# Requirements

---
- 🧩 Intel OpenAPI Base Toolkit:

 > ➡️ [https://www.intel.com/content/www/us/en/developer/tools/oneapi/base-toolkit-download.html]

---
- 🧩 Python Package:

 > ⚡`dpctl` — Data Parallel Control : `pip install dpctl`

 > ⚡`dpnp` — Data Parallel NumPy : `pip install dpnp`

 > ⚡`numba-dpex` — Numba Data Parallel Extension : `pip install -i https://pypi.anaconda.org/dppy/label/dev/simple numba-dpex`

 > ⚡`scikit-learn-intelex` — Intel Extension for scikit-learn : `pip install scikit-learn-intelex`

---


### 🧩 `dpctl` — Data Parallel Control

🔧 A Python interface to SYCL (C++ parallel programming model).  
🖥️ Enables control over devices (CPU, GPU) and execution queues.  
📦 Useful for managing low-level data-parallel operations.

➡️ [PyPI link](https://pypi.org/project/dpctl/)  
➡️ [GitHub](https://github.com/IntelPython/dpctl)

---

### 🧮 `dpnp` — Data Parallel NumPy

📊 A NumPy-compatible library for accelerated array operations.  
⚡ Drop-in replacement for NumPy using SYCL under the hood.  
🎯 Run NumPy-like code on Intel GPUs and CPUs without rewriting.

➡️ [PyPI link](https://pypi.org/project/dpnp/)  
➡️ [GitHub](https://github.com/IntelPython/dpnp)

---

### ⚙️ `numba-dpex` — Numba Data Parallel Extension

🚀 Enables JIT-compiled Python kernels for SYCL devices (like Intel GPUs).  
🧠 Extends Numba's syntax to support `@kernel` and `@dpjit` decorators.  
💡 Write CUDA-style parallel loops in Python!

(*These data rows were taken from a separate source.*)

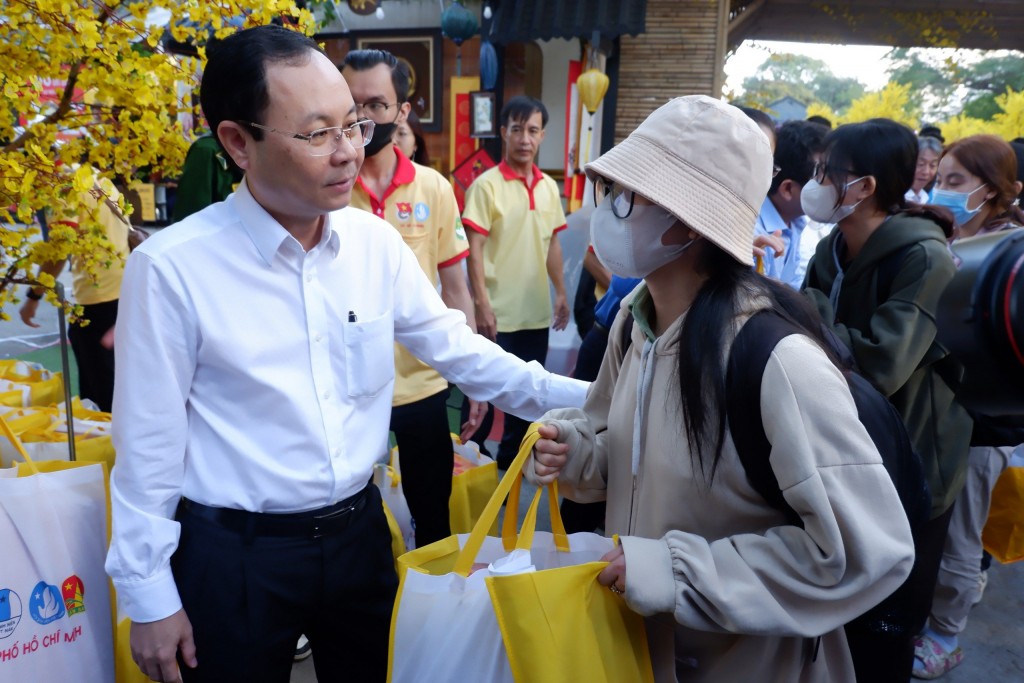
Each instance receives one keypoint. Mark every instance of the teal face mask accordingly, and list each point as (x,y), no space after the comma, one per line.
(956,202)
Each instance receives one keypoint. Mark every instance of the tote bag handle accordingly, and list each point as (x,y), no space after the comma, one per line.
(509,487)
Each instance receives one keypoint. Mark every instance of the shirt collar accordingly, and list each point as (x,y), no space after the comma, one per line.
(404,173)
(266,233)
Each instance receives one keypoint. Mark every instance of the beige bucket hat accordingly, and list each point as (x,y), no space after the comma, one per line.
(702,160)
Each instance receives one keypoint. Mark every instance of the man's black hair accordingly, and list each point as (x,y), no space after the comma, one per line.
(520,108)
(797,142)
(820,120)
(367,59)
(932,131)
(233,85)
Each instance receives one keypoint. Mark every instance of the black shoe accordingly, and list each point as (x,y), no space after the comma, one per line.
(302,648)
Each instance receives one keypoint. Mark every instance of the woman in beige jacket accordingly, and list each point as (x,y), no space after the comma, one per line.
(732,591)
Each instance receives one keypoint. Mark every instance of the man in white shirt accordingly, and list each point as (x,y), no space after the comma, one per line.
(253,390)
(798,146)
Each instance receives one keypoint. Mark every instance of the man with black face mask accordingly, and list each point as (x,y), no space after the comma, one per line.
(421,205)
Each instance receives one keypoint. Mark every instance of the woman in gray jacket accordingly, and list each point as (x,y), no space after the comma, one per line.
(732,590)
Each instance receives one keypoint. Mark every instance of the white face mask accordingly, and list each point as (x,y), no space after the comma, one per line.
(632,247)
(818,202)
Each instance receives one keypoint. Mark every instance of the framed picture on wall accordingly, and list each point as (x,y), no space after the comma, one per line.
(482,117)
(421,52)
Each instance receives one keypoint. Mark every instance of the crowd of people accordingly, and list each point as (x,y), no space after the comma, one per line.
(266,344)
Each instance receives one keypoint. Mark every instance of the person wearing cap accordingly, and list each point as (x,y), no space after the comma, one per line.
(421,206)
(255,367)
(732,591)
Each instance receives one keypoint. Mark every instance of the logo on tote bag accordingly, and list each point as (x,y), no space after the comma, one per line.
(46,604)
(74,594)
(10,611)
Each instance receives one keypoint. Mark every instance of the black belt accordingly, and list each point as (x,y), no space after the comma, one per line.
(314,523)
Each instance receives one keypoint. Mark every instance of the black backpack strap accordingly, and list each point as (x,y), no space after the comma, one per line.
(748,358)
(887,270)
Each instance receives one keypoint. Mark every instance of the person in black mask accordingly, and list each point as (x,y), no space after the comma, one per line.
(421,205)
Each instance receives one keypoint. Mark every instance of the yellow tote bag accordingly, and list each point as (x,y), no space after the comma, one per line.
(471,488)
(29,384)
(126,671)
(1004,532)
(456,617)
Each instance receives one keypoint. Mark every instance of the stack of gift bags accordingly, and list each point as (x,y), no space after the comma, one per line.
(56,603)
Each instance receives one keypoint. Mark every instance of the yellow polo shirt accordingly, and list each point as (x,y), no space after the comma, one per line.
(420,204)
(519,221)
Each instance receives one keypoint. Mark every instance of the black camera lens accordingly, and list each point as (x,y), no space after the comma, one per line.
(981,322)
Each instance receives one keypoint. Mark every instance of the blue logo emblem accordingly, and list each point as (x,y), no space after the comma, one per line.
(46,603)
(10,611)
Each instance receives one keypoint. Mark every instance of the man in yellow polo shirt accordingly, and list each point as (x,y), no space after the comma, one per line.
(96,289)
(421,205)
(512,214)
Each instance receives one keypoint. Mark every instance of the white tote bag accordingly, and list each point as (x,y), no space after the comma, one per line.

➡️ [PyPI link](https://pypi.org/project/numba-dpex/)  
➡️ [GitHub](https://github.com/IntelPython/numba-dpex)

---

### 🤖 `scikit-learn-intelex` — Intel Extension for scikit-learn

📈 Accelerates `scikit-learn` estimators using Intel oneAPI Data Analytics Library (oneDAL).  
🧪 Improves training/prediction time significantly on Intel hardware.  
✅ Plug-and-play: just import and patch!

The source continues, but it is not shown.